La Corte di Cassazione si era già pronunciata con sentenza N. 3640/04 in tema di condominio degli edifici, stabilendo che l’uso della cosa comune da parte di ciascun condomino è soggetto al duplice divieto sopra menzionato. 

Proprio la peculiarità del condominio degli edifici infatti, richiede  un costante equilibrio tra le esigenze e gli interessi di tutti i partecipanti alla comunione.

Questo comporta che se un condomino occupa stabilmente una porzione di area comune, come avviene ad esempio  nel caso di occupazione abusiva cortile comune, o nel caso di appropriazione di parti comuni condominiali, si configura un abuso, in quanto impedisce agli altri condomini di partecipare all’utilizzo dello spazio comune, nonchè il pacifico  e libero godimento. 

A tal  proposito l’art 1117 -quater c.c., tutela l’uso che il singolo condomino può fare delle parti comuni.

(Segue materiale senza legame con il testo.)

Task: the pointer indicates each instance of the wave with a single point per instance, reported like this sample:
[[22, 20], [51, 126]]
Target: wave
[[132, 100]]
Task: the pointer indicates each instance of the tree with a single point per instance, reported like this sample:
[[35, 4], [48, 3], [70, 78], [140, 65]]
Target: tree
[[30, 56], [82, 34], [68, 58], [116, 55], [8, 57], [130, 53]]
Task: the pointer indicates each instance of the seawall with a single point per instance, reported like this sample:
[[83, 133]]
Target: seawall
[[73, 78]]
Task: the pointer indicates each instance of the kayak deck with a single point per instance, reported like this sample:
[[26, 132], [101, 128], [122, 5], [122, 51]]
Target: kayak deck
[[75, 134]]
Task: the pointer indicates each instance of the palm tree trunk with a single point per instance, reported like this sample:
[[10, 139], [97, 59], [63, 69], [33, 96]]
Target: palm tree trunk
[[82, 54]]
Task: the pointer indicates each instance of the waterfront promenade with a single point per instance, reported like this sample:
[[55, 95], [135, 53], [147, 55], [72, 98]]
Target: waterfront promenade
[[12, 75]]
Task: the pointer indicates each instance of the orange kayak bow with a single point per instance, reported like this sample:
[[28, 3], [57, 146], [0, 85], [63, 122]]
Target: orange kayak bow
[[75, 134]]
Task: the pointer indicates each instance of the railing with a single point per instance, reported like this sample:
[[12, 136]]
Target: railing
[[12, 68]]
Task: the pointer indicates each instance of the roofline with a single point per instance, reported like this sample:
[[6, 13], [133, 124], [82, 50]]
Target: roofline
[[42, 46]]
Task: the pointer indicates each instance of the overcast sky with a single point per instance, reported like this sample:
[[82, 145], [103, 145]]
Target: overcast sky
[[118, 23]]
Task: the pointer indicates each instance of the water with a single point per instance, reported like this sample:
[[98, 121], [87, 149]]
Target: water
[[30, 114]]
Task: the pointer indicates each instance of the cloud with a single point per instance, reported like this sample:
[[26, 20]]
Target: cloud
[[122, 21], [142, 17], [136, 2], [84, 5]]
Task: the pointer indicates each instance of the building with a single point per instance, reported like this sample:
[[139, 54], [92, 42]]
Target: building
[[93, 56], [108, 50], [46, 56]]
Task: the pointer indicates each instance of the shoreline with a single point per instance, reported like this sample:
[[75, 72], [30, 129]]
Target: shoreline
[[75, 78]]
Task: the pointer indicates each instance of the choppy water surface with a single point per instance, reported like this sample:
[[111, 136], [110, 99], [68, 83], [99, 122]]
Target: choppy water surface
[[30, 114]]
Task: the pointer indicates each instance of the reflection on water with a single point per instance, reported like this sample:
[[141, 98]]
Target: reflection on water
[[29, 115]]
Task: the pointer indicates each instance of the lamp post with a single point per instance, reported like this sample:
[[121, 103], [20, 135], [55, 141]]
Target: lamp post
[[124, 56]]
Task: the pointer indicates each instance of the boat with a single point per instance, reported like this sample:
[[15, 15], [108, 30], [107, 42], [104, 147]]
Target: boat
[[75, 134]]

L’amministratore e il singolo condomino, possono intervenire, diffidando l’esecutore e chiedendo la convocazione dell’assemblea per far cessare la violazione, anche attraverso azione giudiziaria.

“L’assemblea delibera in merito alla cessazione di tali attività con la maggioranza prevista dal secondo comma dell’art 1136 c.c” ossia con un numero di voti che rappresenti la maggioranza degli intervenuti e almeno la metà del valore dell’edificio.”

Occupazione parti comuni condominio – come procedere

Per prassi si ricorre alla delibera assembleare con la duplice finalità: intimare o ribadire la cessazione dell’attività che integra la violazione; avviare l’azione giudiziaria. 

Potrebbe rivelarsi insufficiente la semplice diffida all’occupazione di spazi condominiali e alla  rimozione di oggetti nelle parti comuni al soggetto esecutore dell’abuso, da parte degli altri condomini e dello stesso amministratore.